When researchers study the basic properties of multi-antenna technologies, it is a common practice to model the channels using *independent and identically distributed (i.i.d.) Rayleigh fading*. This practice goes back many decades and is convenient since: 1) every antenna observes an independent realization of the channel; 2) each antenna is statistically equally good, so the ordering doesn’t matter; 3) the channel coefficients are complex Gaussian distributed, which leads to convenient mathematics.

The i.i.d. Rayleigh fading model has become the baseline that is considered unless the research is explicitly focused on a different model. When using the model to study spatial diversity, the diversity gain becomes proportional to the number of antennas. When characterizing the ergodic capacity of Massive MIMO, one can derive simple closed-form bounds where the SINR is proportional to the number of antennas. Both results are correct, but their generality is limited by the generality of the underlying fading model. Hence, it is important to know under what conditions i.i.d. Rayleigh fading can be observed.
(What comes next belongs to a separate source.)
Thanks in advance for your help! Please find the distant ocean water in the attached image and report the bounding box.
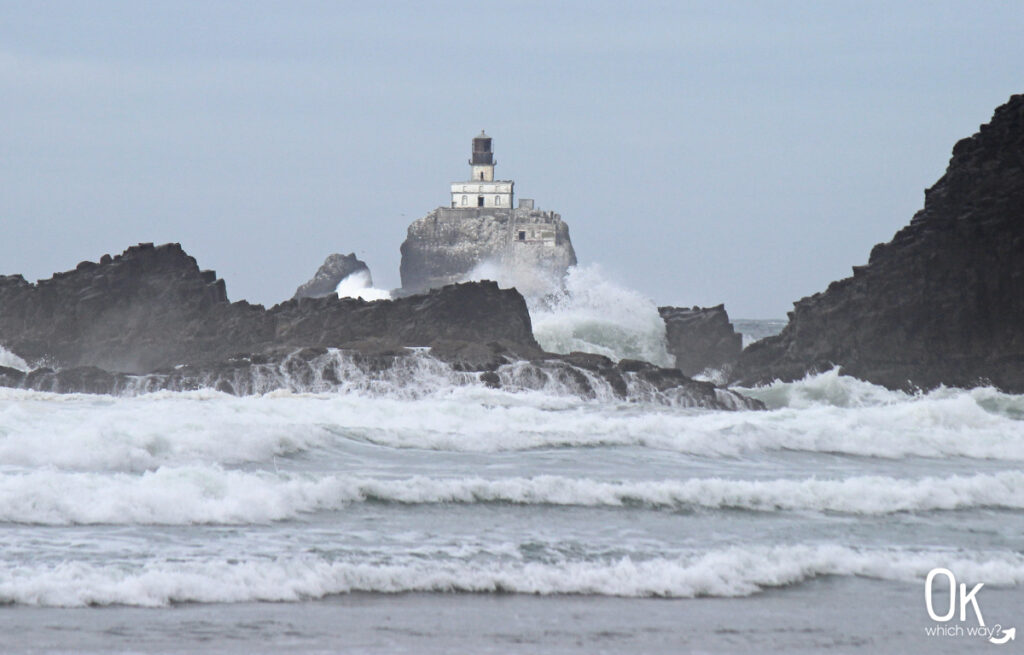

**When i.i.d. fading might occur**

In isotropic scattering environments, where the multi-path components are uniformly distributed over all directions (in three dimensions), the fading realizations observed at two points have a correlation determined by the distance *d* between them. More precisely, the cross-correlation is sinc(2*d*/λ), where λ is the wavelength. The sinc function is zero when the argument is a non-zero integer, thus the fading realizations at two different points are uncorrelated if and only if they are separated by an integer multiple of λ/2. For example, *d *=* *λ/2, λ, 3λ/2, etc. Since the channel coefficients are Gaussian distributed in isotropic fading, uncorrelated fading results in independent fading.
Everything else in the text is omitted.